Durak Tekstil YKÜ ve Pzr. Mdr.

Markalaşma eksiği var

Tekstilin şu anki durumunun geçici olduğunu düşünüyorum Türkiye zaten dönem dönem krizler geçiren bir ülke. Bu krizlerden bazı sektörler fazla etkilenmesi olası. Bunlardan biri de şu an bizim sektörümüz. Tekstil deki durumun ana sebebi aslında çalışan işçi maliyetleri, bunun da önümüzdeki dönemde daha makul yere, seviyeye oturacağını düşünüyorum. Türkiye’nin sektörde kaybettiği rekabet gücünü tekrar kazanacaktır. Ben biraz pazarlama gözlüğünün etkisindeyim, bu anlamda da Türkiye’de gerçekten bir markalaşma eksiği olduğunu düşünüyorum. Markalaşma bu konusunda da gelişmeler var. Markalaşmalarla beraber Türkiye burada birim maliyetlerini arttıracak ve daha fazla kazanç elde edecektir. Öte yandan Uzak Doğu baskısı söz konusu var. Bu da yine maliyetleriyle alakalı bir baskı. Biz de 2007 yılında Çin’e gittik o zamanlar sigortasıyla beraber 120 dolar olan ve aynı dönemde Türkiye 350 dolarlar civarındaydı. Bugün geldiğimiz noktada Türkiye 600 dolarlar civarına geldi, Çin’de de aşağı yukarı aynı. Hatta diğer bazı durumlarda Çin daha ucuz bile olabiliyor. Türkiye’de bu Uzakdoğu baskısı eğer biterse yarın bence Afrika baskısına döner, ertesi sene farklı bir bölgenin baskısına döner. Yani bu maliyetlerinin nerede ucuz olduğuyla alakalı. Dolayısıyla çıkış yolu bence yine kendimizden geçiyor. Markalaşmaktan geçiyor.
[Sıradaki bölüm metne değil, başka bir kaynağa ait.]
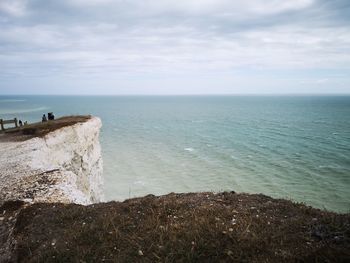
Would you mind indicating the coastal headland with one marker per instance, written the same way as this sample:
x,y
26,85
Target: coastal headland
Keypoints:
x,y
51,211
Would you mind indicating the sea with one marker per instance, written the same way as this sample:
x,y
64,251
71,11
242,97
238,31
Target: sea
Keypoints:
x,y
293,147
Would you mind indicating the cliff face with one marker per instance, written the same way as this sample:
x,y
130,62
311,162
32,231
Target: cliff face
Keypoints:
x,y
65,166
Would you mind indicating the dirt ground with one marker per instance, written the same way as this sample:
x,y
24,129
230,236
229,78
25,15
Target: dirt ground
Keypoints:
x,y
196,227
40,129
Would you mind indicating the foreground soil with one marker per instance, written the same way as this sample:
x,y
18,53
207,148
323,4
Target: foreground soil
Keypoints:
x,y
201,227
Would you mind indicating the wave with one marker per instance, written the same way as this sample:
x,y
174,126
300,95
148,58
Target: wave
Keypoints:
x,y
17,111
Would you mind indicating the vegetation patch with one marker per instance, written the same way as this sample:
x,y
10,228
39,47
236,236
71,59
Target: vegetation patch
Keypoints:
x,y
196,227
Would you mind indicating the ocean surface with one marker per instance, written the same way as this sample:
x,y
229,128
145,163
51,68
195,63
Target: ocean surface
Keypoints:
x,y
294,147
Teknik ürünlerin artışından, katma değerli ürün artışından geçiliyor yoksa fiyat rekabetiyle birbirimize zarar vermekten başka bir şey yapmıyoruz. Başka bir bakış açısından bakmamız Türk tekstilinde katma değeri yüksek ürünlere yönelik çalışmalar yapmamız lazım.

Haluk Parlamış

Parlamış Tekstil YKB

Rekabet etmede zorlanıyoruz

Sektörde daralma uzun zamandır sürüyor. Tekstil sektöründe şu an itibariyle son 6 ayda yüzde 20’lik bir kapasite düşüşü ve ihracat düşüşü var. Zaten bu rakamlarla da ortaya koyuluyor. Şu an sezon olarak sipariş sorguları başladı çünkü bizim özellikle Bursa’da özellikle tekstil sektörü ilk 6 ayda bir ivme kazanır. Bu ivme kazanmasının sebebiyle de şu anda birazcık sorgular başladı. Uzak Doğu’da ciddi anlamda maliyetler bize göre düşük, biz de maliyetler artmaya devam ediyor. Döviz biraz baskılandığı için bunun da etkisiyle fiyatlarımızı arttırıyoruz. Sabit bırakıyoruz ama maliyetlerimiz yükseldiği için de satışta zorlanıyoruz. Uzak Doğu’da kapasiteler dolu değil bu sebeple inanılmaz derecede fiyatlarda damping yapıyor. Rekabet şu anda biraz zor geçiyor, çıkış yolu var mı var elbette. Daha fazla tasarıma, Ar-Ge’ye önem vermek, karbon emisyonları düşürerek Avrupa pazarında daha fazla yerelleşmek ve yeşil mutabakatın gerekliliklerine odaklanmak lazım. Büyük markaların hedeflerine ulaşmak ve kapasiteyi de fazla aşmamak çıkış yolu olarak görünüyor.